Archive for February, 2009

a landscape problem

Wednesday, February 25th, 2009

Happy birthday blog, you just turned 5 years old.

Here’s an interesting article on static caravan parks:

Trailers have long interested Morrish. He likes the simplicity of long, narrow, free-standing structures. Light and breezes come in from either side. If ceilings are pushed to 10 feet or higher, small rooms can feel much larger. And since most walls are exterior walls, the possibilities of adjacent gardens and indoor/outdoor spaces are many.

He had no quarrel, really, with the new urbanist movement. But stacking homes above retail shops along transit corridors can’t happen everywhere. Besides, there’s a “formula” to new urban design that doesn’t appeal to Morrish’s eclectic tastes.

And you thought I was kidding when I cited the caravan as fertile ground for housing ideas.

caravantgarde

More from Morrish:

His new book, “Growing Urban Habitats, Seeking a New Housing Development Model,” will be out in June. It begins with a proposal to refashion an aging trailer park in Charlottesville, Va., and ends with a design that interlaces long, narrow structures that are affordable, sustainable and well-suited to the valley just below Thomas Jefferson’s Monticello estate.

“The project is fairly dense, but it doesn’t just stack units up into the air.”

Ok, point taken. I was exagerating for impact. Yet my drawing does rather neatly sum up the problem. Ask an architect about the opportunities for prefabricated housing and trailer park living and they’ll turn it into a building problem. A Rubik’s cube challenge of Lego-like simplicity.

As I said in the flickr comments for the image above, over at Axis we keep having conversations about housing models that get the balance right between independence and community/neighbourhood and we always end up at trailer parks. When those conversations turn into a live project we need to remember that this is a landscape problem, an infrastructure problem, a state vs. private, freehold/leasehold land ownership, territory problem.
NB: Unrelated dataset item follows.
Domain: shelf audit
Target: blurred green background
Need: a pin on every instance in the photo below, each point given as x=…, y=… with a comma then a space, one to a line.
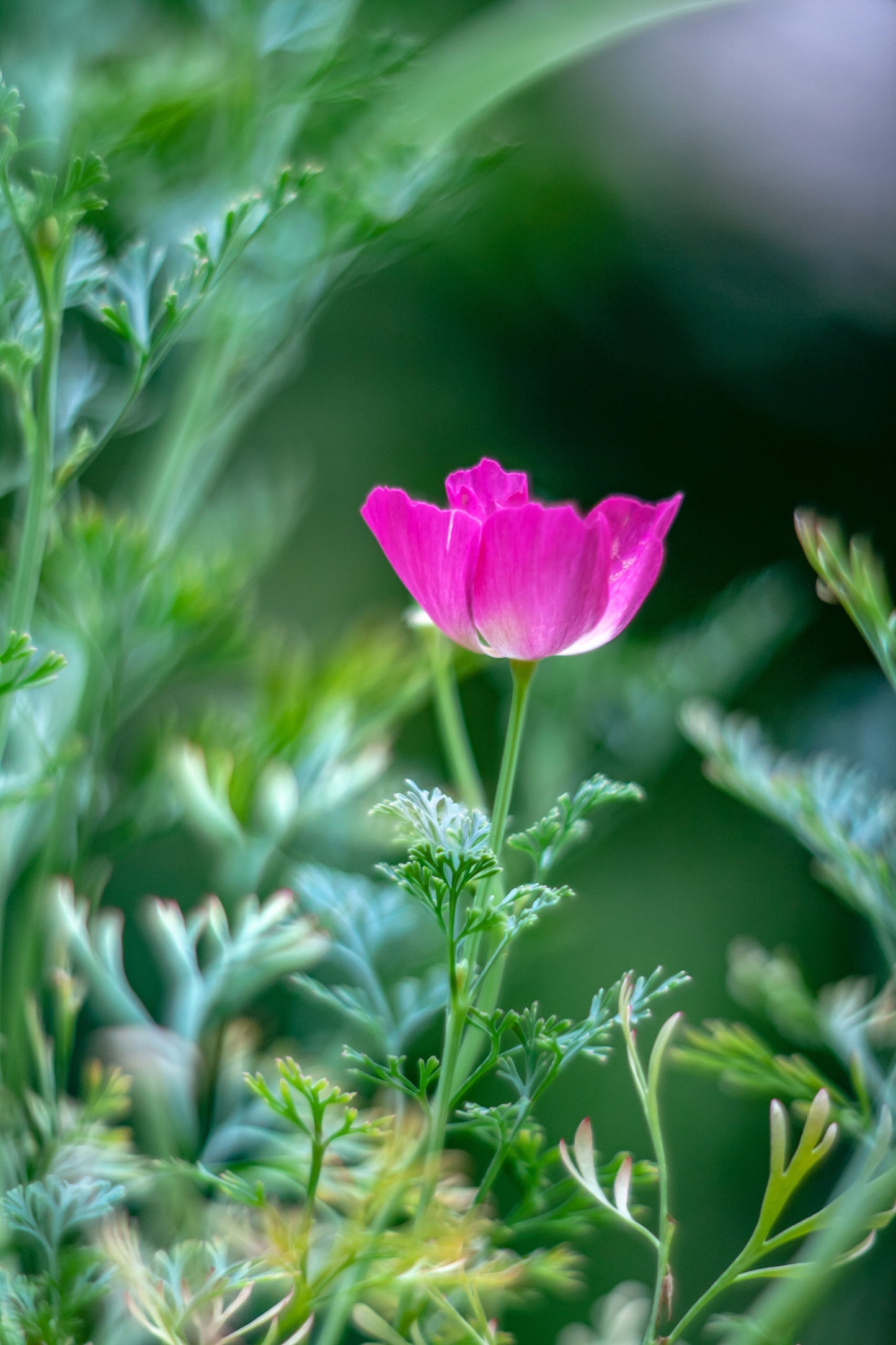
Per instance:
x=655, y=285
Not a building problem that’s solved with a crisp, cutaway axonometric.

OpenStreetMap Birmingham

Tuesday, February 10th, 2009

Despite being unsuccessful in the Show Us A Better Way bid, I’m busy hatching plans to develop the neighbourhood activity map that I pitched for, thanks to the help of Tom Chance from Bioregional who I met at be2camp. I also need help from the Open Street Map community though to commence the cartography. Cloudmade put me in touch with Andy Robinson from the local group and he invited me to the next meeting – at the pub.

It’s a dirty job etc. My timing was perfect, as I discovered they were hours away from officially announcing the completion of the Birmingham map – the first English city to do so.

I distinctly remember the launch of openstreetmap.org. I also distinctly remember thinking it was a crazy idea, despite the fact that other examples like Wikipedia were beginning to make a difference. Mapping the whole world? By hand? Nuts.

I can’t remember the last time I was so pleased to have been so utterly wrong. Here’s a beautiful video showing exactly how wrong I was in full technicolour.


OSM 2008: A Year of Edits from ItoWorld on Vimeo.

“It’s very satisfying to see a complete city mapped in OpenStreetMap. Four years ago when this project was created we were looking at a blank screen and most commentators thought we were crazy.” said Andy Robinson, secretary of the OpenStreetMap Foundation and a prolific mapper in the West Midlands.

Quite. There’s also a video available on the group’s Mappa Mercia site of Andy and his fellow mappers drawing their traces all over our city during the last two years.

So now we have a map. What do we do with it? Anything we damn well want of course, which is precisely the point. The possibilities for community driven cartography explorations are endless. Anecdotal, human, personal and empowering marks to be made over a map that boasts a greater accuracy than any other online or satnav maps.

I look forward to deploying it, adding to it and promoting it. I’m going to start with the reason I was talking about @podnosh in the tweet from the pub – it’s time we included it in one of the other innovative online communities we have here in Brum: the Social Media Surgery.

Updike on houses

Thursday, February 5th, 2009

The dwelling places of Europe have an air of inheritance, or cumulative possession—a hive occupied by generations of bees. In America, the houses seem privately ours, even when we have not built them up, in pine two-by-fours and four-by-eight-foot sheets of plywood, from a poured-concrete foundation. Houses are, as Newland Archer sensed, our fate. The houses we build in our fiction need not conform to a floor plan—indeed, the reader’s capacity for visualizing spatial relations is feeble—but they must conform to a life plan, feeding the characters’ senses whenever these turn outward, confirming social place with their walls and accoutrements, echoing in authentic matter the spiritual pattern the author intends to trace. A house, having been willfully purchased and furnished, tells us more than a body, and its description is a foremost resource of the art of fiction. Every novelist becomes, to a degree, an architect—castles in air!—and a novel itself is, of course, a kind of dwelling, whose spaces open and constrict, foster display or concealment, and resonate from room to room.